Sister Hospitality went to hang the Lion’s traveling cloak in a clothes press. When a pocket twitched, Sister Hospitality recoiled with a shudder and she tried unsucce

ssfully to disguise her curse as a cough.

“Oh, my guard cat has scared you good,” said the Lion—almost approvingly, thought Sister Hospitality. “Nearly forgot about my little kitty-thingy. It’s been following me since Shiz. I must be the first Lion it ever saw, and it’s become smitten. Look at it, the little dollop.”

The cat may have been white once, but it was old enough for its fur to have thinned. “I never saw such a thing,” said Sister Hospitality. “It’s distinctly offensive. Creepy. Almost transparent. Male or female?”

“That much isn’t transparent, I’m afraid. Everything else is.”

“What ailment does it suffer from?”

“Cats don’t usually last as long as this one clearly has,” said Brrr. “That’s my guess. A cat gets old, its fur goes white, it dies. This one’s got some years on it, looks like, and if cat fur is white to start out with, how much paler can it go? Look.” He rubbed the cat’s arthritic spine, and a net of hairs came off on the pad of his paw. He held them out. Each hair looked like nothing so much as a thread of glass.

“Revolting,” said Sister Hospitality, charitably enough.

“Look, it hardly has a shadow,” said Brrr, and this was almost true; the morning light of the vestibule slanted through where the cat stood, stretching arthritically on the flagstones.

“What name does it answer to?”

“Have you ever known a cat to answer to anything?” said the Lion. “But I call it Shadowpuppet, for old as it is, it still enjoys the game of stalking prey.”

“If it’s as fragile as glass, it will be pleased to learn that our own mousers have recently fled,” said Sister Hospitality. “Cats can be so territorial.
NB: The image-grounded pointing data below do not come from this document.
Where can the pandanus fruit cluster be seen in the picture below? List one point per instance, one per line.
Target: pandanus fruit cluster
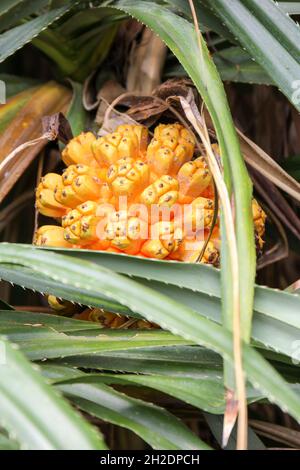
(129, 193)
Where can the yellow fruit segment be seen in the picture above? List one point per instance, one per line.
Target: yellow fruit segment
(80, 183)
(46, 203)
(259, 218)
(80, 224)
(50, 235)
(164, 191)
(79, 150)
(128, 141)
(193, 178)
(121, 195)
(125, 233)
(171, 146)
(165, 239)
(128, 177)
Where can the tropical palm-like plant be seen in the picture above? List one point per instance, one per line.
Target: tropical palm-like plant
(224, 342)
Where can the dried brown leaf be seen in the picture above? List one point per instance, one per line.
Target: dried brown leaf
(26, 126)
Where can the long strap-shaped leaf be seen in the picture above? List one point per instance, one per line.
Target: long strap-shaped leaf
(205, 393)
(177, 33)
(282, 305)
(264, 38)
(15, 38)
(169, 314)
(33, 412)
(152, 423)
(277, 332)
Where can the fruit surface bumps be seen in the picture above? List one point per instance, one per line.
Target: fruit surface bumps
(128, 177)
(164, 191)
(259, 218)
(163, 175)
(193, 178)
(125, 232)
(171, 146)
(166, 238)
(127, 141)
(46, 203)
(80, 224)
(80, 183)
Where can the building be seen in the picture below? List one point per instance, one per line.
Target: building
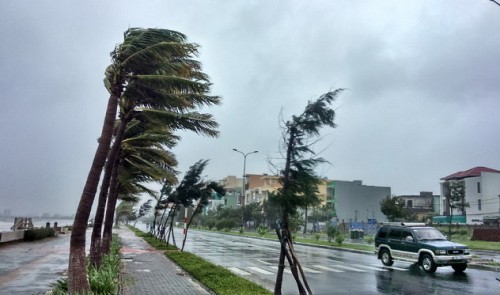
(233, 187)
(259, 186)
(482, 192)
(351, 201)
(421, 205)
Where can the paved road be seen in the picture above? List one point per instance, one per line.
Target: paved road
(335, 272)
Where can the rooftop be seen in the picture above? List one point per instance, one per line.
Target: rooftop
(473, 172)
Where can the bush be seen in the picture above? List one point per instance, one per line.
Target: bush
(225, 223)
(262, 230)
(369, 239)
(103, 280)
(39, 233)
(339, 239)
(331, 231)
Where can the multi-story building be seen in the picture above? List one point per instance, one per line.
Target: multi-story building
(259, 186)
(422, 204)
(482, 192)
(233, 187)
(351, 201)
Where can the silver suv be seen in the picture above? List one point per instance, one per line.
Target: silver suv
(417, 243)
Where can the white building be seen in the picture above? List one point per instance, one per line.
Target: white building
(482, 192)
(351, 201)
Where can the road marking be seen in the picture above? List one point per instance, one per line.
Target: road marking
(329, 268)
(307, 269)
(370, 267)
(287, 270)
(349, 268)
(239, 271)
(260, 270)
(395, 268)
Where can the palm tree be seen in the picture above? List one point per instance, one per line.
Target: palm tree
(152, 70)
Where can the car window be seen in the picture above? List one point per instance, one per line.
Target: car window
(405, 234)
(382, 232)
(429, 234)
(395, 234)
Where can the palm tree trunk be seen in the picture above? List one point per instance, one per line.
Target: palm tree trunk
(110, 213)
(95, 244)
(77, 270)
(198, 207)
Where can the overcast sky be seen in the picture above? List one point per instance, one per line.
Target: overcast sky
(422, 80)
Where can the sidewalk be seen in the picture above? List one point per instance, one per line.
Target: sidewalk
(149, 271)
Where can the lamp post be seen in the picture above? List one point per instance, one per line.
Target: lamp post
(243, 180)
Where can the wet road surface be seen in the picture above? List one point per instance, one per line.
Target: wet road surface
(334, 272)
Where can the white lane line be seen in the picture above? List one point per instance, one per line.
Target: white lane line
(239, 271)
(287, 270)
(348, 268)
(370, 267)
(329, 268)
(310, 270)
(395, 268)
(260, 270)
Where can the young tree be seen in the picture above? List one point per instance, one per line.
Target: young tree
(298, 178)
(393, 208)
(143, 210)
(454, 193)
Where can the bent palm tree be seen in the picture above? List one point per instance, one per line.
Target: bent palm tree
(152, 69)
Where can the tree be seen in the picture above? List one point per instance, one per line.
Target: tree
(153, 71)
(454, 193)
(144, 209)
(393, 208)
(298, 178)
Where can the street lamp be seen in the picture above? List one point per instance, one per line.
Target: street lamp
(244, 166)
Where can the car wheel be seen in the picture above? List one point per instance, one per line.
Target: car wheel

Present company excepted,” she continued, leading him up the stairs toward a receiving parlor.

“Oh, I’m territorial enough,” said the Lion. “Still, Shadowpuppet never leaves me, and I think I can scare off your convent cats if they come back.” He lifted Shadowpuppet, because the stairs were too steep, and Sister Hospitality would not pause even for a cat of advancing years.

“May I ask, what is a court reporter, Mr. Brrr?” Sister Hospitality pushed the drapes back to let in sunlight the color of old bandages.

“Sir Brrr, when I’m at home,” he corrected apologetically. “Title awarded by Lady Glinda herself, at the conclusion of that little Matter of Dorothy.”

“Beg pardon,” said Sister Hospitality, no tone of regret to stain her inflection.

“Not that I use it,” he hurried on. “The house has fallen on hard times. I do pickup secretarial work to make ends meet. Now, to business. I am dispatched by the Lord High Magistrate of the Emerald City to make enquiries of a member of your—tribe? Flock? Whatever it is a body of maunts calls itself. You know, like a swarm of bees, a murder of crows, a parliament of owls.”

“I’ve heard that lions consort together in a pride,” said Sister Hospitality.

“Those that let others join,” interjected Brrr. “Let’s not go there.”

“Call us a deference of maunts, if you must. And deferential, then, within reason, we’ll try to help. Do you know the name of the maunt you have come to ask about? Though we take new names as our obligations require, most of us remember what our original names were.”

The Lion steadied the spectacles on his nose. Dander flecked the lenses; no wonder he peered and blinked at the small notebook in his paw. “I can’t read my own writing. Jackal?”

“We have no Sister Jackal.”

“Sister Quackle? No, perhaps a C. Cackle?”

Sister Hospitality said carefully, “Oh, dear. I wonder if you could mean Yackle. She was laid to rest over a year ago.”

“Was she an oracle?”

“Sir Brrr. We are a convent of holy women. We don’t trade in prophecies. What would a seer be doing in a mauntery?”